BRIEF DESCRIPTION OF THE DRAWINGS

[0030] FIG. 1 is a block diagram of a networking environment in which embodiments of the present invention may operate;

[0031] FIGS. 2A through 2F depict representative message formats that may be used to convey information used by preferred embodiments of the present invention;

[0032] FIGS. 3A and 3B illustrate the structure of an "affinity table" that may be used by preferred embodiments of the present invention; and

[0033] FIGS. 4 through 11 provide flowcharts depicting logic which may be used to implement preferred embodiments of the present invention.

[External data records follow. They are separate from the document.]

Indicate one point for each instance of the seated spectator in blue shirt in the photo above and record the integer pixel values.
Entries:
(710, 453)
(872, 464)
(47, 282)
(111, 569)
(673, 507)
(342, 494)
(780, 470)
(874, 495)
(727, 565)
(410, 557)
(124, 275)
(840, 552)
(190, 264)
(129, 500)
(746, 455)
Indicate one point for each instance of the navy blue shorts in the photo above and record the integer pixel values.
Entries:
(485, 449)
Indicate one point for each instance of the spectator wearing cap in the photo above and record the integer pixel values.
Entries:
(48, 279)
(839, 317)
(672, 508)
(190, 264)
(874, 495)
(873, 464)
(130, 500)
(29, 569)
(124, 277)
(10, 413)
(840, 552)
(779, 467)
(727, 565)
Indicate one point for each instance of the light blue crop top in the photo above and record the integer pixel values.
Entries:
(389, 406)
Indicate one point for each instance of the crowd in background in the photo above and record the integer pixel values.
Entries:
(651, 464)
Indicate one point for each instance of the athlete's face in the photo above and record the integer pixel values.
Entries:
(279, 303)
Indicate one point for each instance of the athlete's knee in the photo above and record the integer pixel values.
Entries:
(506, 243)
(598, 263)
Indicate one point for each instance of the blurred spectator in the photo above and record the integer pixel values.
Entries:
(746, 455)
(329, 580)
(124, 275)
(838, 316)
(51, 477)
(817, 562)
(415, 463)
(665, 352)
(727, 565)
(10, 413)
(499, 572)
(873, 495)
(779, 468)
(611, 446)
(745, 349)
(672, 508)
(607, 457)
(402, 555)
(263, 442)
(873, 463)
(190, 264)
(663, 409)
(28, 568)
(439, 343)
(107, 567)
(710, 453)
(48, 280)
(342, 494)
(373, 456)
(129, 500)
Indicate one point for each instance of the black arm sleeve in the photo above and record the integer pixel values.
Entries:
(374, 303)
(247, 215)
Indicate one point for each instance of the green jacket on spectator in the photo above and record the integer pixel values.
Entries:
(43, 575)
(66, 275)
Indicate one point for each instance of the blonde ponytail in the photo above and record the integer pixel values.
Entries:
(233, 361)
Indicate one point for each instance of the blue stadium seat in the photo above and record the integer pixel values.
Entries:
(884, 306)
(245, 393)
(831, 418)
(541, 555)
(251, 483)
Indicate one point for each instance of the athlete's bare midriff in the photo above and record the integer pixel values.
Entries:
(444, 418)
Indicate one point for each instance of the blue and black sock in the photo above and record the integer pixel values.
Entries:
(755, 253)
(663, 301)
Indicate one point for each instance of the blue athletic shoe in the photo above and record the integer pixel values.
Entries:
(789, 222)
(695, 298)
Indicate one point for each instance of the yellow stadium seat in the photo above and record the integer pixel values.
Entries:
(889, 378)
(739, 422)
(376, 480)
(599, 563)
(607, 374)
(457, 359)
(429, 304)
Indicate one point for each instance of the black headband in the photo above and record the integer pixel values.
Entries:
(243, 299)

DESCRIPTION OF THE PREFERRED EMBODIMENTS

[0034] The present invention defines techniques for improving the handling of related connection request messages in networking environments that use workload balancing (which may be referred to equivalently as "load balancing"). Because bypassing the workload balancing function may lead to an overall system in which the workload distribution is out of balance, the disclosed techniques are defined to enable the bypass to occur only when needed by a particular application. Thus, incoming connection requests which do not need this special handling are subjected to workload balancing, as in the prior art, enabling the workload to be shared in a manner that dynamically reacts to the changing networking environment.

[0035] In a first preferred embodiment, the present invention enables an instance of a particular server application to determine dynamically, at run time, whether a relationship with a particular source (e.g. a particular client or subnet) is expected to comprise multiple successive connection requests, and then to specify that those successive requests should be directed to this same server application instance. Preferably, the affinity has a maximum duration, after which the affinity is ended and the resources used to maintain the affinity can be released. A timeout mechanism may be used for this purposes (as will be described in more detail below, with reference to FIGS. 4 and 8). The application instance may also be permitted to explicitly cancel an affinity, or to extend an affinity, using application-specific considerations (as will be described with reference to FIG. 9). Extending an affinity may be useful in a number of situations. For example, an application might be aware that a significant amount of processing for a particular relationship has already occurred, and that it is likely that the processing for this relationship is nearly finished. By extending an affinity, it may be possible to complete the processing (and thereby avoid the inefficiencies encountered in prior art systems which use fixed-duration timed affinities). The ability to cancel an affinity (either explicitly, or because its maximum duration has been exceeded) is especially beneficial in situations where the on-going relationship with the client ends unexpectedly (e.g. because the client application fails, or the user changes his mind about continuing). It may also be desirable to cancel an affinity based upon messages received from the client which indicate that the persistent relationship is no longer necessary.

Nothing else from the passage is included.